Master Control Section: The overall level of the mixed input signals is set by the STEREO OUT master fader, and the resultant signal is output via the STEREO OUT connectors which can be connected to the power amplifier inputs (the next "stage" in the system).
Processor: Processors are used to manipulate the electronic audio signal in some way, often to add effects. Processors are commonly used to increase the intelligibility of the signal and to create as natural a sound as possible. Effects are also sometimes used as creative tools. More details are provided in "Processing Types" in Part 3.
(Figure: MG124C Control Panel)
The power amplifier amplifies the mixed and processed audio signal to a level that is sufficient to drive the speaker system. The power amplifier or multiple power amplifiers are usually placed out of sight and are easy to overlook, but they are a vital part of the overall system, handling higher voltage and current than any other component.
There are 2-channel power amplifiers that can independently amplify two channels of audio, and multi-channel amplifiers that can amplify four or even eight channels of audio. Two-channel amplifiers are usually used to handle stereo music or similar program material, while multi-channel types provide the capability to drive more speaker systems in a relatively small amount of rack space.

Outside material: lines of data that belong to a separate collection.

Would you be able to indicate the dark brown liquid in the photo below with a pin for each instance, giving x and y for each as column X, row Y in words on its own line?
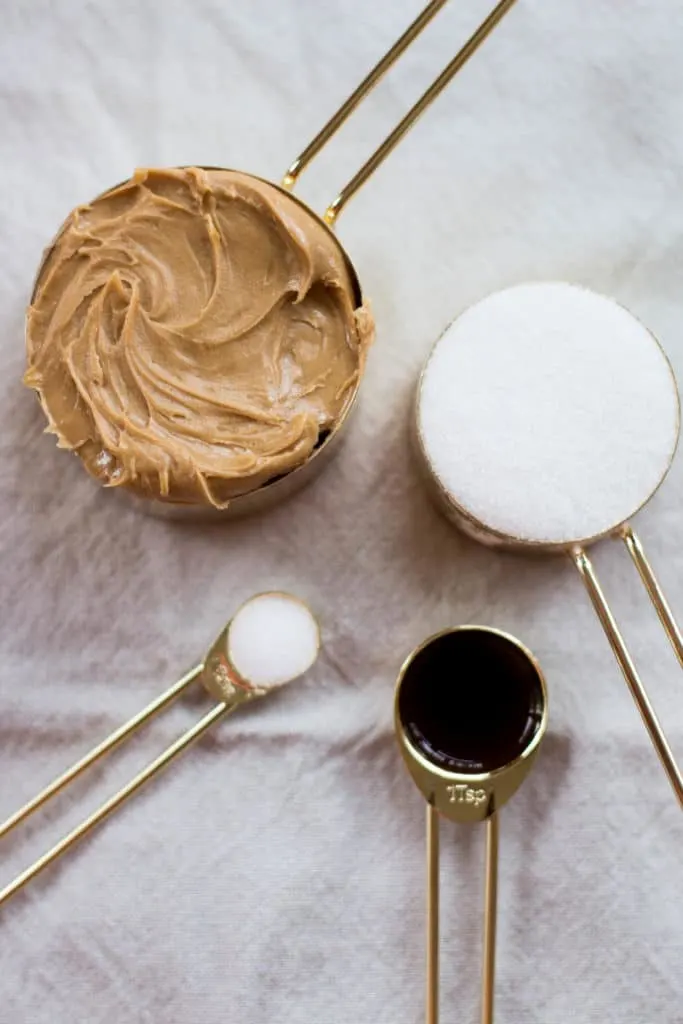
column 471, row 701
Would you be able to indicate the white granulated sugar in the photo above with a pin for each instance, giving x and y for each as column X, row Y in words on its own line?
column 548, row 413
column 272, row 639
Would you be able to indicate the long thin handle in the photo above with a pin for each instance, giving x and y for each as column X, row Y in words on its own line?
column 437, row 86
column 432, row 914
column 489, row 921
column 626, row 663
column 114, row 802
column 369, row 83
column 125, row 730
column 635, row 549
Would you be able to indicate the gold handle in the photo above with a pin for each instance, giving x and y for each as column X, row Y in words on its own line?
column 407, row 122
column 626, row 663
column 114, row 802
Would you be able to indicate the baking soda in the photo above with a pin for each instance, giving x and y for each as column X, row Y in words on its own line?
column 272, row 639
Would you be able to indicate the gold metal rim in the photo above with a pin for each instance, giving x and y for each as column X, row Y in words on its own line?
column 496, row 772
column 357, row 293
column 476, row 526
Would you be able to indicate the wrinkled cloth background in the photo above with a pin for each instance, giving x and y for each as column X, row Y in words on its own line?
column 274, row 875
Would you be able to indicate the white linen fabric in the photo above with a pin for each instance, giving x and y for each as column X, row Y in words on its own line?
column 274, row 873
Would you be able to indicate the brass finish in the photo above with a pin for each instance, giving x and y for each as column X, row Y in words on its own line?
column 283, row 487
column 489, row 920
column 358, row 94
column 432, row 913
column 123, row 732
column 626, row 663
column 407, row 123
column 482, row 534
column 113, row 803
column 447, row 794
column 653, row 589
column 220, row 680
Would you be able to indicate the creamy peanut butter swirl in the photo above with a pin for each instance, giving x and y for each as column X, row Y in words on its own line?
column 195, row 334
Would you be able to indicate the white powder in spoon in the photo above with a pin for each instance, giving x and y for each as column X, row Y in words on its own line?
column 272, row 639
column 548, row 413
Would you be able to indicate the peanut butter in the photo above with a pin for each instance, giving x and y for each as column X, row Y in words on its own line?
column 195, row 334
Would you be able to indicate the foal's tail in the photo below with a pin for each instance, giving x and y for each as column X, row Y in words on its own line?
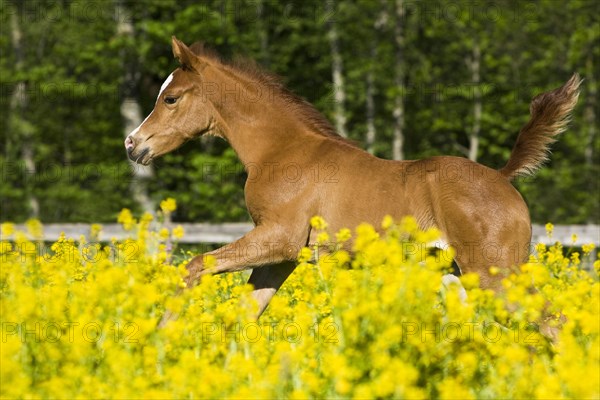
column 550, row 114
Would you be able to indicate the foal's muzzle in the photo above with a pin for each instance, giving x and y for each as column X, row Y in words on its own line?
column 142, row 157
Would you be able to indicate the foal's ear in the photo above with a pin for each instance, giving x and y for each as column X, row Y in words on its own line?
column 186, row 57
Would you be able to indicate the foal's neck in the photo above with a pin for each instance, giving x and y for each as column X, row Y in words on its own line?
column 254, row 117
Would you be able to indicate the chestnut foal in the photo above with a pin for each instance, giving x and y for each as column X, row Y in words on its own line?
column 298, row 167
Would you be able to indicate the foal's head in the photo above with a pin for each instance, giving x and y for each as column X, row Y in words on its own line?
column 181, row 111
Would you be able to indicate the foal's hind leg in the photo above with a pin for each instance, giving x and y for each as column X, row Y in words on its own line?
column 478, row 256
column 267, row 280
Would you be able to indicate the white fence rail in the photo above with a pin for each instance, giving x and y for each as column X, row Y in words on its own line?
column 228, row 232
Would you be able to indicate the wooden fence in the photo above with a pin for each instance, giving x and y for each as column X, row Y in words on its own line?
column 228, row 232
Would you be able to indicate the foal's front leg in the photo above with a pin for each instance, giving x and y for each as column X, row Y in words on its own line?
column 265, row 249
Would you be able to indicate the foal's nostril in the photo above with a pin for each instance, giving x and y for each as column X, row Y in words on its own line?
column 129, row 144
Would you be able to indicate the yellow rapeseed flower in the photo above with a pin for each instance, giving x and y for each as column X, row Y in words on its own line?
column 168, row 205
column 178, row 232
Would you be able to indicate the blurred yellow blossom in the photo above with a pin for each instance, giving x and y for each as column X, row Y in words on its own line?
column 375, row 323
column 168, row 205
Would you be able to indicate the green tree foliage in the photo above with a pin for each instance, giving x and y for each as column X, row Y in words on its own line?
column 73, row 66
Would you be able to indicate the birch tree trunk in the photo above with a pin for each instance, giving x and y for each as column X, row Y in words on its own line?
column 380, row 22
column 131, row 112
column 398, row 113
column 339, row 90
column 474, row 65
column 19, row 126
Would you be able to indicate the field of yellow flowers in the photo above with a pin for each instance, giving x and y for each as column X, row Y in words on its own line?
column 79, row 321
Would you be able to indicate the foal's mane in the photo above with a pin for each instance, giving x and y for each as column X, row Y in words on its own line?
column 249, row 69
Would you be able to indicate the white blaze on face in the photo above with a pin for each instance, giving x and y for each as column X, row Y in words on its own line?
column 165, row 84
column 162, row 89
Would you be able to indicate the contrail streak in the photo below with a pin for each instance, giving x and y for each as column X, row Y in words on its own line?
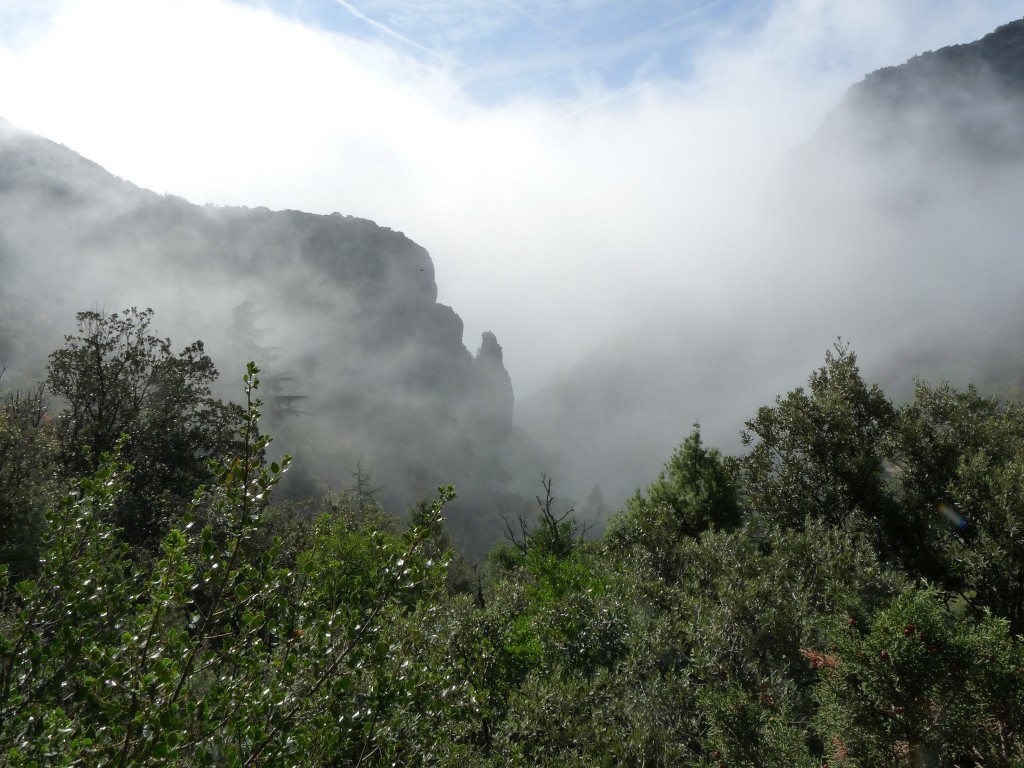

The last stage in the sound system consists of the speakers that convert the amplified electrical output from the power amp back into acoustic sound that we can hear. The mechanism by which the electrical signal is converted back to acoustic sound is essentially the reverse of the microphone discussed earlier. You can see the similarity in the dynamic speaker diagram, the type most commonly used in sound systems, below right.
The output from the power amplifier is fed to the speaker's voice coil, where it interacts with the magnetic field surround the voice coil to produce corresponding physical motion. At this point the electric signal has been converted back into a mechanical acoustic energy, but the voice coil alone is not capable of producing the required sound pressure levels. The voice coil is attached to a cone that is capable of moving considerably more air, and it is primarily the speaker's cone that directly drives the air to produce the sound we hear.
Dynamic speaker units are usually not used in their "naked" state, but rather one or more units will be housed in an enclosure designed to provide the required overall output characteristics. The speakers alone are "units," but once installed in an appropriate enclosure the assembly becomes a "speaker system."
(Figure: Dynamic Speaker Construction)
That completes our simple sound system overview. Although the details will change considerably according to the type and scale of the application for which the system is designed, the basics remain pretty much constant. In the next few sections we'll discuss some of the applications for which sound systems are used.